Now KeepAlive: Yes, to get status of tcp connection you have to try to send some data to remote host. But it is a part of tcp protocol. Its called KeepAlive, which is basically SYN packet with zero data to be send to remote system and remote system have to ACK it the same way it ACK any other packet. So it can be used without any modifications on remote system, as long as its in compliance with TCP.
I think keep alive is a good thing to have, and I did mention it in my previous post. However, it is an option in the tcp rfc and following the rfc the min. time period is 2 hours. Not very useful, so most implementations make it much shorter. Again, I am *not* disagreeing with you that keepalive is a good thing to have, and that it would be great to have select automatically include it. I'm just trying to give you some info to implement it with the netburner system and make it very clear I am not recommending changing system files.
**********
Under Transmission Control Protocol (TCP) keepalives are an optional feature, and if included must default to off.[1] The keepalive packet contains null data. In an Ethernet network, a keepalive frame length is 60 bytes, while acknowledge to this, also a null data frame, is 54 bytes. There are three parameters related to keepalive:
Keepalive time is the duration between two keepalive transmissions in idle condition. TCP keepalive period is required to be configurable and by default is set to no less than 2 hours.
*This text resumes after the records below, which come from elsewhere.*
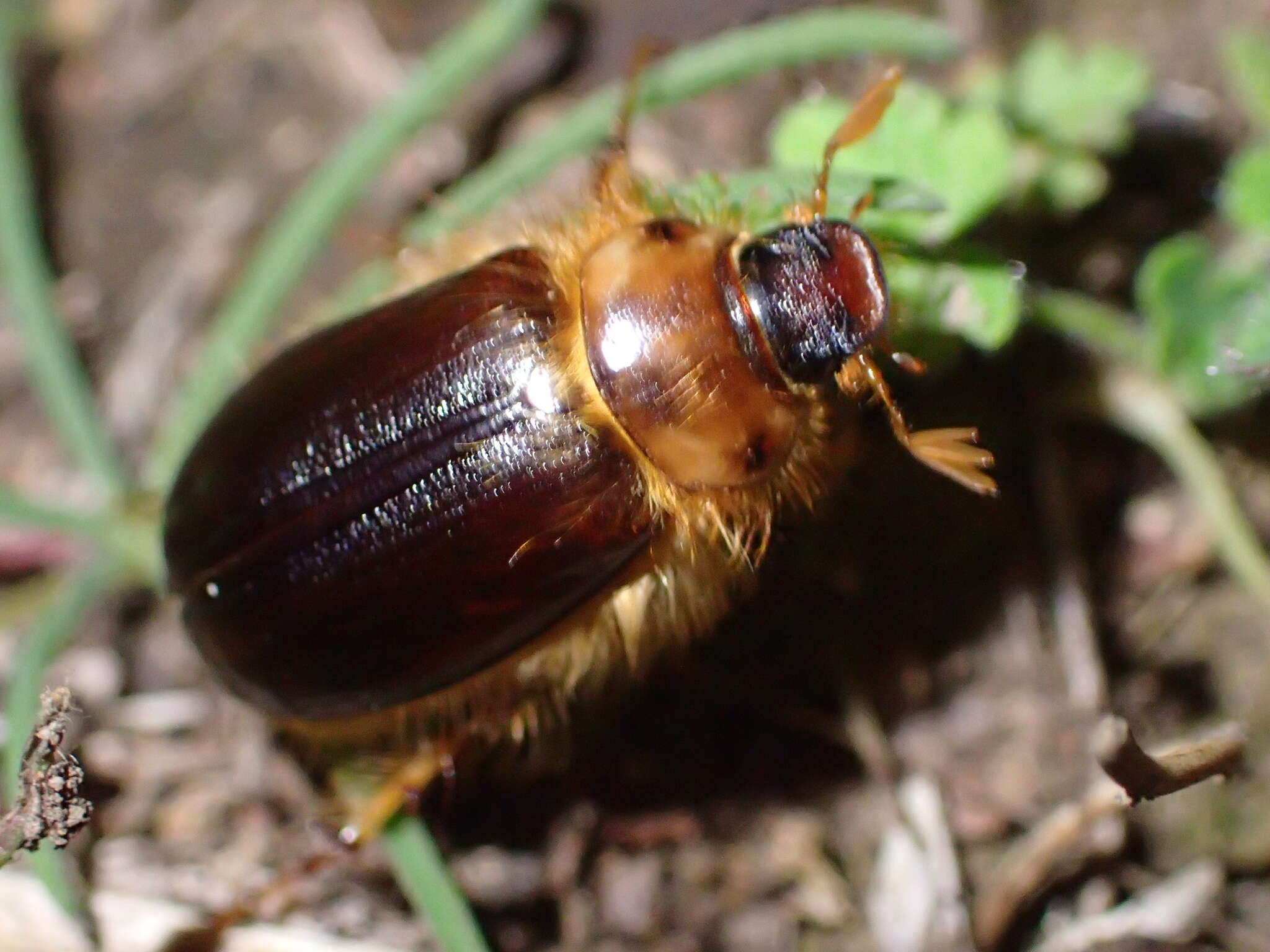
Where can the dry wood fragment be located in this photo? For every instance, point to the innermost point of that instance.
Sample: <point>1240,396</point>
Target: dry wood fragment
<point>1094,827</point>
<point>48,804</point>
<point>1146,776</point>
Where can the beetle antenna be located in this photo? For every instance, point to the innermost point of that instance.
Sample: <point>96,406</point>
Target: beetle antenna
<point>863,120</point>
<point>614,173</point>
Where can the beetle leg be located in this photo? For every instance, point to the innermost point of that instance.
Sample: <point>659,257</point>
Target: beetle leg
<point>949,451</point>
<point>371,814</point>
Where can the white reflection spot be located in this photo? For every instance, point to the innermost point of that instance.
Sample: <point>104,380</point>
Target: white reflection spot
<point>623,345</point>
<point>539,391</point>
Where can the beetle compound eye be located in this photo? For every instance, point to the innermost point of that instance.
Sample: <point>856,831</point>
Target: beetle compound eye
<point>818,294</point>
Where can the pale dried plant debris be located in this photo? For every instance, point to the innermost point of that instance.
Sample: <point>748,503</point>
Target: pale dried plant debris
<point>48,805</point>
<point>1093,828</point>
<point>1146,776</point>
<point>1169,912</point>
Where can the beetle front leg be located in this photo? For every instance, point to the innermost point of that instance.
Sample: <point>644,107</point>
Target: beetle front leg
<point>949,451</point>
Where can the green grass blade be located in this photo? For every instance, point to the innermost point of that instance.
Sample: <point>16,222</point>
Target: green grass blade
<point>17,509</point>
<point>425,879</point>
<point>299,232</point>
<point>56,371</point>
<point>1148,410</point>
<point>1101,328</point>
<point>730,58</point>
<point>50,633</point>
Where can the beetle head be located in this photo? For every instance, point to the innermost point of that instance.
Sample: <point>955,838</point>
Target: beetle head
<point>818,294</point>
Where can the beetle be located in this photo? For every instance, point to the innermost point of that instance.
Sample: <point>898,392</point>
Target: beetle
<point>433,526</point>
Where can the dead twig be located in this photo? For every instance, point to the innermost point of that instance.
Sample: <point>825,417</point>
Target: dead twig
<point>1146,776</point>
<point>48,804</point>
<point>1094,827</point>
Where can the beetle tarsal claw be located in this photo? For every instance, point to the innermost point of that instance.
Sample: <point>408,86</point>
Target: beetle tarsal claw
<point>951,451</point>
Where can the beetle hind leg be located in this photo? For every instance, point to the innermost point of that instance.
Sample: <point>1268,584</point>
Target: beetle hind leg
<point>370,810</point>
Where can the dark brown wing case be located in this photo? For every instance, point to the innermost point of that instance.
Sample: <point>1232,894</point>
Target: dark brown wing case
<point>398,501</point>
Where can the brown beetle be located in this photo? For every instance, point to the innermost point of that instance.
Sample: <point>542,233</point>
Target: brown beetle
<point>435,524</point>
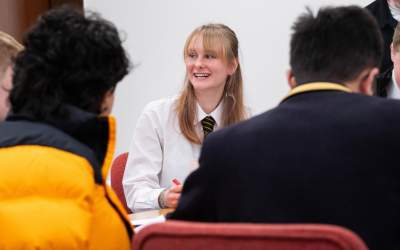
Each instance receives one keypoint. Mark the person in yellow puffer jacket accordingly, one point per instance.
(57, 143)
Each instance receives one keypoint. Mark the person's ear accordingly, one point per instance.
(291, 79)
(392, 52)
(367, 80)
(234, 66)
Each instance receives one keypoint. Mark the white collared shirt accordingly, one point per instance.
(393, 90)
(160, 153)
(394, 11)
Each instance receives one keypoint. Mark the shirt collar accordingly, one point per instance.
(216, 114)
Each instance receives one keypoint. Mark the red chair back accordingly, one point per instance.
(176, 235)
(117, 173)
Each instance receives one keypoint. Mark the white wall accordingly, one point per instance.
(156, 31)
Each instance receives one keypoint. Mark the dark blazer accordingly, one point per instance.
(382, 83)
(327, 157)
(387, 24)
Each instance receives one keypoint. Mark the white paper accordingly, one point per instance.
(146, 222)
(194, 164)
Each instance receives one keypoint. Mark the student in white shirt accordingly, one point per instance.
(170, 131)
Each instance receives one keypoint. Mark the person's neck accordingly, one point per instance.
(208, 99)
(394, 3)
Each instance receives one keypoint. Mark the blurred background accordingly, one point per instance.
(155, 31)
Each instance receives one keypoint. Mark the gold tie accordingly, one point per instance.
(208, 125)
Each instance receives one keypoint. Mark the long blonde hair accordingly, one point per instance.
(234, 110)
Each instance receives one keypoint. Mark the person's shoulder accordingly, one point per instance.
(163, 105)
(386, 74)
(244, 129)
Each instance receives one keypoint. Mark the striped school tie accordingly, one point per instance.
(208, 125)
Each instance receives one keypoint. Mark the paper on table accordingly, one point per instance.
(143, 223)
(194, 164)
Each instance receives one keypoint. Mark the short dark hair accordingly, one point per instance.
(69, 59)
(337, 44)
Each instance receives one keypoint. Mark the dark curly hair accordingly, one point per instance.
(337, 44)
(68, 59)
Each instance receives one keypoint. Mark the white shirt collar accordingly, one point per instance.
(393, 89)
(216, 114)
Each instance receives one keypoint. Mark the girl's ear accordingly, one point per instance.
(234, 66)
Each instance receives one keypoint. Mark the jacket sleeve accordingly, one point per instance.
(141, 177)
(197, 202)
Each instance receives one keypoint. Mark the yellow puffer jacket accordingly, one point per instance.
(52, 189)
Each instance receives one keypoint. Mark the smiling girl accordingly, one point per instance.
(170, 131)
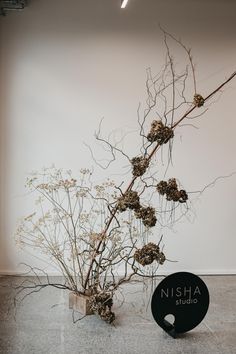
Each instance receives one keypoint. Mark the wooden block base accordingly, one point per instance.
(80, 302)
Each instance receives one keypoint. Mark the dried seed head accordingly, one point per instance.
(160, 133)
(129, 200)
(148, 254)
(140, 165)
(198, 100)
(162, 187)
(170, 189)
(147, 215)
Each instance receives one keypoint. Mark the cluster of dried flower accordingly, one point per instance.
(148, 254)
(170, 189)
(101, 304)
(130, 200)
(147, 215)
(140, 165)
(160, 133)
(198, 100)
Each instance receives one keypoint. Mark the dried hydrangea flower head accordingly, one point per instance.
(160, 133)
(140, 165)
(147, 215)
(148, 254)
(198, 100)
(170, 189)
(129, 200)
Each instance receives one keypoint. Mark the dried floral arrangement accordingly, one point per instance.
(89, 231)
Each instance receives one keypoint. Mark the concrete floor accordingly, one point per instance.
(43, 324)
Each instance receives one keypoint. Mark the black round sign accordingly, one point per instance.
(184, 296)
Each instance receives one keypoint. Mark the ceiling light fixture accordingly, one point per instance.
(124, 3)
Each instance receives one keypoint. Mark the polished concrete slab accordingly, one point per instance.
(43, 324)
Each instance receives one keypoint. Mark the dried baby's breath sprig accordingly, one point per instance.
(148, 254)
(147, 215)
(160, 133)
(140, 165)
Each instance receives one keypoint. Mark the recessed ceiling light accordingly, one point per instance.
(124, 3)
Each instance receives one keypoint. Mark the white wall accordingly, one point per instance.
(67, 63)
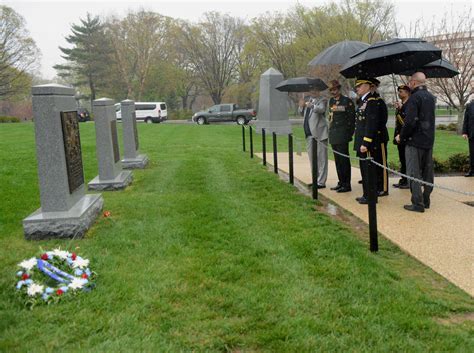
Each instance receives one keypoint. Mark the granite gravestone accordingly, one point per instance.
(66, 210)
(272, 109)
(131, 158)
(111, 175)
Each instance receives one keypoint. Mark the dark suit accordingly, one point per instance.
(468, 129)
(341, 128)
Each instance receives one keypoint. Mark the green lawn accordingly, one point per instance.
(446, 144)
(209, 252)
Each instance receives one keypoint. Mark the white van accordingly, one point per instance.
(149, 112)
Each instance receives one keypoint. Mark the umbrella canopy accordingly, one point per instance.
(339, 53)
(301, 84)
(391, 57)
(436, 69)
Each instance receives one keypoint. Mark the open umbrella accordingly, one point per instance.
(391, 57)
(339, 53)
(436, 69)
(301, 84)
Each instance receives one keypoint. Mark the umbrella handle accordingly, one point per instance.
(394, 88)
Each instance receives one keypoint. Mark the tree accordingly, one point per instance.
(88, 58)
(210, 48)
(138, 43)
(18, 53)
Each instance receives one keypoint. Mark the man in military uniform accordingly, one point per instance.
(380, 142)
(370, 131)
(341, 128)
(403, 94)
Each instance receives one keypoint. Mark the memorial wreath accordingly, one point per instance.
(52, 276)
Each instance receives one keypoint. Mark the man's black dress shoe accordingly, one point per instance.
(344, 189)
(414, 208)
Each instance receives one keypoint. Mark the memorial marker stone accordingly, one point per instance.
(111, 175)
(66, 211)
(131, 160)
(272, 109)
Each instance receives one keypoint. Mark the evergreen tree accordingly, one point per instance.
(87, 60)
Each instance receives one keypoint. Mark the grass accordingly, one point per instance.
(208, 252)
(446, 144)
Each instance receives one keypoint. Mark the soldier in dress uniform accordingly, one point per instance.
(403, 94)
(381, 140)
(341, 128)
(370, 131)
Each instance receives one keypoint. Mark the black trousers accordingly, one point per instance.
(380, 156)
(343, 164)
(471, 155)
(403, 162)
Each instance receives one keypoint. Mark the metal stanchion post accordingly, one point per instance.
(275, 156)
(372, 204)
(314, 169)
(290, 157)
(251, 141)
(264, 147)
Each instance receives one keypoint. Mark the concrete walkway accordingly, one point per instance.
(441, 238)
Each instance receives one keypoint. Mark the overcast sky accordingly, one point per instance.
(50, 21)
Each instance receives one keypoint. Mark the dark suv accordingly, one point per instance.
(83, 115)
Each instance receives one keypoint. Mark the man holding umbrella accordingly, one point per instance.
(341, 128)
(418, 134)
(315, 125)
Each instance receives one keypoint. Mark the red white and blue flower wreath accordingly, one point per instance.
(54, 275)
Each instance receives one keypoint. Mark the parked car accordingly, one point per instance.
(149, 112)
(83, 115)
(224, 112)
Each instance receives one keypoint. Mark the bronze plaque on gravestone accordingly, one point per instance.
(113, 130)
(72, 150)
(135, 129)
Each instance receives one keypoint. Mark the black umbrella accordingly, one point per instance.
(436, 69)
(301, 84)
(391, 57)
(339, 53)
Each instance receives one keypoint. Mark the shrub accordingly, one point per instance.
(458, 162)
(9, 119)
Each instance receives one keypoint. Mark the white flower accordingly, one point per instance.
(80, 262)
(77, 283)
(28, 264)
(34, 289)
(60, 253)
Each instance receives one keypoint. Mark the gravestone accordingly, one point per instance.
(111, 175)
(66, 210)
(272, 109)
(131, 158)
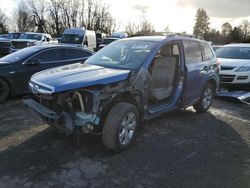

Keepalive interval is the duration between two successive keepalive retransmissions, if acknowledgement to the previous keepalive transmission is not received.
**********
No argument here either, but they are different operating systems.
I did search where SetHaveError() used in tcp.cpp file and found just two places: in socket_struct::DoClose() and socket_struct::ClearPending().
Don't know what to do... not really want to start modify system stuff.
Have you looked at the keepalive example? It seems like you could have the select timeout process the keepalive for your connections. It depends on how long you can go for detection, but if you only need to detect a dead connection when data is not being transmitted, doing it once every 5 minutes or so might work. This doesn't require any system mods. Just suggesting a possible solution.